The IL-2, IL-4, TNF-α, and IFN-γ levels were determined and calculated according to the kits’ instructions. Additionally, the solid tumor cells of mice were prepared by grinding and filtering through a 300-mesh cell strainer, and the cell cycle distributions were evaluated using the DNA Content Quantitation Kit (Solarbio Life Science, Beijing, China).

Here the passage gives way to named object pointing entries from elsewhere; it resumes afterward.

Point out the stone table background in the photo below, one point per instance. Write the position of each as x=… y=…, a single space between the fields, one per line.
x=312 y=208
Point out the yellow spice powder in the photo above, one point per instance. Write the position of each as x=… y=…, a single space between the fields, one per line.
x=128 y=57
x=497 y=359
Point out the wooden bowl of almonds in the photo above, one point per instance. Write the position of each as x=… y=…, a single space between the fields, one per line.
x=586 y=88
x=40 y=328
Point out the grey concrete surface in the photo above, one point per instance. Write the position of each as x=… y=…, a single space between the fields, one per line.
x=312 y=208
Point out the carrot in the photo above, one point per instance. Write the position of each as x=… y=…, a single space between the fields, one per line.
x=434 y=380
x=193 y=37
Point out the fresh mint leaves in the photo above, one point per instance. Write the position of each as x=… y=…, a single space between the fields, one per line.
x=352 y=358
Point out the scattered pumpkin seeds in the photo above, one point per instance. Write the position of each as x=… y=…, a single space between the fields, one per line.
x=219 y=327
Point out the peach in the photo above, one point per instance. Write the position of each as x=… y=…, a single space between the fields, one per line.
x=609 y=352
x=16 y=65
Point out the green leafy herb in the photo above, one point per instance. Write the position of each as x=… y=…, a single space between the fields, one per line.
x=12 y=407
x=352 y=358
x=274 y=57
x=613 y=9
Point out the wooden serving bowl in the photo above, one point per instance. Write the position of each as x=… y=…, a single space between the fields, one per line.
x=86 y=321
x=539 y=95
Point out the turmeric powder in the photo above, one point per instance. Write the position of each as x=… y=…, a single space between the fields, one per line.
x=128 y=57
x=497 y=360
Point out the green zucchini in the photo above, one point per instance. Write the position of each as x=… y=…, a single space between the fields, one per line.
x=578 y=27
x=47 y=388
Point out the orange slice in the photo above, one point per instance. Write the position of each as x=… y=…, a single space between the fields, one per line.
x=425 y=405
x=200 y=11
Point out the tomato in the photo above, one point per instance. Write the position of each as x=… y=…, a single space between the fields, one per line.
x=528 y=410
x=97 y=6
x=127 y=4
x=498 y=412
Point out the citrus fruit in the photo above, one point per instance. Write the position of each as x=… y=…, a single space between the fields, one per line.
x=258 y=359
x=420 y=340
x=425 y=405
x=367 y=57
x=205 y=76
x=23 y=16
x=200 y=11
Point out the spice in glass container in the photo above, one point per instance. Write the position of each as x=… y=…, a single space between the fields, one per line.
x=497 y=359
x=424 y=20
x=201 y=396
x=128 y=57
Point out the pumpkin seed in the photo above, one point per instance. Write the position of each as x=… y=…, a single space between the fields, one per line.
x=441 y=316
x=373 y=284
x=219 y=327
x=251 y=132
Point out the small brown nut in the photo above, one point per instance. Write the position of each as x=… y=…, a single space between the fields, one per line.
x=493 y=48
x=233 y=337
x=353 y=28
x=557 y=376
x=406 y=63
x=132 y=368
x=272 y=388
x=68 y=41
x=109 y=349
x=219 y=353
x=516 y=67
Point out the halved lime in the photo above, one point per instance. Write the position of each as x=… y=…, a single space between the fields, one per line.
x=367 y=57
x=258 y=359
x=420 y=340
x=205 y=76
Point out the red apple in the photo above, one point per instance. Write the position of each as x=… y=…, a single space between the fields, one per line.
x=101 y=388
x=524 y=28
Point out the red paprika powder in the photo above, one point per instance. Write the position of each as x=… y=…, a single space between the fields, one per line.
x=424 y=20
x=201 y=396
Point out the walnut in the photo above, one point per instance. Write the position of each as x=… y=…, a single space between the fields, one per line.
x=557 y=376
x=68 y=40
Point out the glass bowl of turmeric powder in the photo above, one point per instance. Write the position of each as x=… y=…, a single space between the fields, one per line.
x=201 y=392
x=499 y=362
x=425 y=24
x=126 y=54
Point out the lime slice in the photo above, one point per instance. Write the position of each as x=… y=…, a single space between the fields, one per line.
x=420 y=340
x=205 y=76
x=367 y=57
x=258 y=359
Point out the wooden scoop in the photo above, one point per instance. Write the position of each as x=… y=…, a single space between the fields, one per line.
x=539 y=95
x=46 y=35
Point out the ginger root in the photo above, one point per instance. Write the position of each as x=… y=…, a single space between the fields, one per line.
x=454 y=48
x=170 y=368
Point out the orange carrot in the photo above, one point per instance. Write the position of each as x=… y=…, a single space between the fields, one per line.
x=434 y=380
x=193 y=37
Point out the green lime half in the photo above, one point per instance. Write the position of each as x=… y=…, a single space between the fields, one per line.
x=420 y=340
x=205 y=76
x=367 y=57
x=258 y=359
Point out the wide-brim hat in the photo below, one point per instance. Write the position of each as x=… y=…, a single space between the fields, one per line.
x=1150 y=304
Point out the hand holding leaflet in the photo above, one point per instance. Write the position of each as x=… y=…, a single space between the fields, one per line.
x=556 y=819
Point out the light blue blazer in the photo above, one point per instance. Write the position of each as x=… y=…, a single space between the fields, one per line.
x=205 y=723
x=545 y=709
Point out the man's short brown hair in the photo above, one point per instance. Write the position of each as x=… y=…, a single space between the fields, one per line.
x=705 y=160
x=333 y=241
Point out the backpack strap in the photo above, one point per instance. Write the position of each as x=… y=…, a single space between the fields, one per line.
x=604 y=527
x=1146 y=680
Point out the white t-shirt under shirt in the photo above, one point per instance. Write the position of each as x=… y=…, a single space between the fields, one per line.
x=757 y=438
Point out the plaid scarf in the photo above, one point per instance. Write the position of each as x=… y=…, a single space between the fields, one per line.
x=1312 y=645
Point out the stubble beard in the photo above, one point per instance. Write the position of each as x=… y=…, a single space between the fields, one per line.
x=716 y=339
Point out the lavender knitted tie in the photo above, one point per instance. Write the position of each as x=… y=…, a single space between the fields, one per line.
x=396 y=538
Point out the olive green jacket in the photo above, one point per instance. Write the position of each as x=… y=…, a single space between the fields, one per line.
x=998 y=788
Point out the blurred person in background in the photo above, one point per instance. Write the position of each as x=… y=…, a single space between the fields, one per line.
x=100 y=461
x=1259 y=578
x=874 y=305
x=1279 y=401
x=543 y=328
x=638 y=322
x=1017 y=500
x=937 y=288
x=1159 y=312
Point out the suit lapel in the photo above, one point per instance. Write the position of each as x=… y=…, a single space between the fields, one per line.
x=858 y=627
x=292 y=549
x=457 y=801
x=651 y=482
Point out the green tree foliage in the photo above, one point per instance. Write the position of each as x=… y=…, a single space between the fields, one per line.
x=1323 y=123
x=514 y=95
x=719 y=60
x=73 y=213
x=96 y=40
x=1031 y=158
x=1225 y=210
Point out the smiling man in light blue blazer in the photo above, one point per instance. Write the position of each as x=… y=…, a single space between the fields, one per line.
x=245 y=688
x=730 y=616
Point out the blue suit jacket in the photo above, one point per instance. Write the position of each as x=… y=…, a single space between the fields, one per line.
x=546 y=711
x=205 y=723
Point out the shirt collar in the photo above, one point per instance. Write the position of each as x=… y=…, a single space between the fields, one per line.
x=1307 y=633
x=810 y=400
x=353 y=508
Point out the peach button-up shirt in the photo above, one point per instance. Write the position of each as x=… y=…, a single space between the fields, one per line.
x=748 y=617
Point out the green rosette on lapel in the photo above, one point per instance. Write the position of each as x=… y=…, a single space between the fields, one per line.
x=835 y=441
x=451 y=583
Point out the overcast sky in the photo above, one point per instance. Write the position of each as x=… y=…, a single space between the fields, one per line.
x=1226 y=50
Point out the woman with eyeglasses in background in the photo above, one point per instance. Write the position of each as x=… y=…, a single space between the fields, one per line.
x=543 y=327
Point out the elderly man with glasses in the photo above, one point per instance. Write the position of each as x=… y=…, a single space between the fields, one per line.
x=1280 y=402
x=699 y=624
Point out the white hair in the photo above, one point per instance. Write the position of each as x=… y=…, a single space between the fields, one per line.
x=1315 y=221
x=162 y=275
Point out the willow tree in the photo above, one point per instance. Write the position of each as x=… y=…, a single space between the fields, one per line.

4.10. Statistical Analysis

All experimental data were presented as the mean ± standard deviation (S.D.), and statistical analysis was performed using the SPSS 20.0; ANOVA and Duncan’s multiple range test (p < 0.05) were used for other analyses of significant differences.

5. Conclusions

In conclusion, the water-soluble alginic acid (WSAA) with low molecular weight (6.48 × 10³ Da) was isolated and purified via H₂O₂ degradation; the WSAA–TP5 complex showed superior antitumor effects on H22 tumor-bearing mice by effectively protecting immune organs, activating immune cells, and promoting immune-related cytokines expressions compared with the individual TP5 treatment group, finally resulting in the apoptosis of H22 cells by arresting them in S phase, indicating that WSAA could obviously protect the N-terminal of TP5 and thereby improve its antitumor and immunoregulatory activities. Therefore, WSAA could be used in cancer-bearing patients or other related immunocompromised diseases as a novel immunologic adjuvant.